Abdurraqib, who can be heard reading the spoken-word piece, "Ecorche," written by Weinmann, on Cellar Dwellar's album, "In the Shape of a Swan," was just as impressed with the band as they were with him.
"They came and played (at the back-to-school bash), and I really connected with them. I listened to the album, and I wanted to be a part of it," he said.
Helping other writers to create in a way that makes them feel empowered is crucial to Abdurraqib. "It's important for young people in this city to have people in their orbit who say, 'I want to be into what you're into,' and not dismiss them," he said.
"Sometimes it takes just one person to show interest — a high school teacher, an editor — to give them confidence and a roadmap."
What's next?
What's in the works for the prolific Abdurraqib, whose mental cogs seemingly never stop churning? He certainly won't be resting on his laurels. The pots in which he has his hands are too numerous to list, but of course, he'll keep writing. And writing. And writing more.
He also will continue to serve as a nonfiction editor-at-large at Oregon-based Tin House publishing company, where he oversees the work of authors Prince Shakur and Athena Dixon and has amassed something of a fan club among the staff.

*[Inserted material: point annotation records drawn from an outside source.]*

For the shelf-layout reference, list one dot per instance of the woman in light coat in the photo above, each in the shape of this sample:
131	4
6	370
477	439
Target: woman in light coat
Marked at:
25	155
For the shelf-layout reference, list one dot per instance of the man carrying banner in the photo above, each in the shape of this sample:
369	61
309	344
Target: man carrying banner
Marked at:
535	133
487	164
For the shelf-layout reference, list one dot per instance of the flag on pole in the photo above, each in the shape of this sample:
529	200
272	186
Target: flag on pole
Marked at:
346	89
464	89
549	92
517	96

Masie Cochran, editorial director and interim publisher at Tin House, described his works as "gorgeous" and "hybrid in their structures,"
"The way he thinks about words and storytelling is enlightening and also spiriting," she said. "That's exactly the kind of work we need right now."

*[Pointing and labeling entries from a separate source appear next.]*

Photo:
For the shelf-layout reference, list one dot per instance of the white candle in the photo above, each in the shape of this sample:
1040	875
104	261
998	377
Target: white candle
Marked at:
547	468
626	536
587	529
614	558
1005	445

Cochran also praised Abdurraqib for championing "authors with distinct voices who have sort of been pushed to the margins," and for his self-admitted childlike curiosity.
"Hanif is also one of the most curious people I've ever known, whether it's basketball or baking or animals or whatever it is," she said. "He dives in with this full, open-minded curiosity and ebullience that is so rare.
"I feel lucky to be one of the people who gets to spend time with him."
Cochran posed a question that undoubtedly crosses the minds of anyone who knows Abdurraqib: How does he accomplish all that he does?
"I sometimes wonder how many hours he gets a day. I think he gets more than other people! I don't know how he does so much and does it so well," she said.
Modest to a fault, Abdurraqib takes such effusive praise humbly if a bit abashedly and with wonder that so many people consider him a pretty big deal. As for his work with Tin House, he'll stay as long as they'll have him.
"That's kind of up to them, though I do like the work I've done with them to this point," he said.
Naturally, Abdurraqib will continue to explore subjects that reflect his innumerable interests, but his primary focus, at least for the time being, is "There's Always This Year," he said.
"I'm mostly just looking forward to bringing this book into the world and doing the best I can to live alongside it."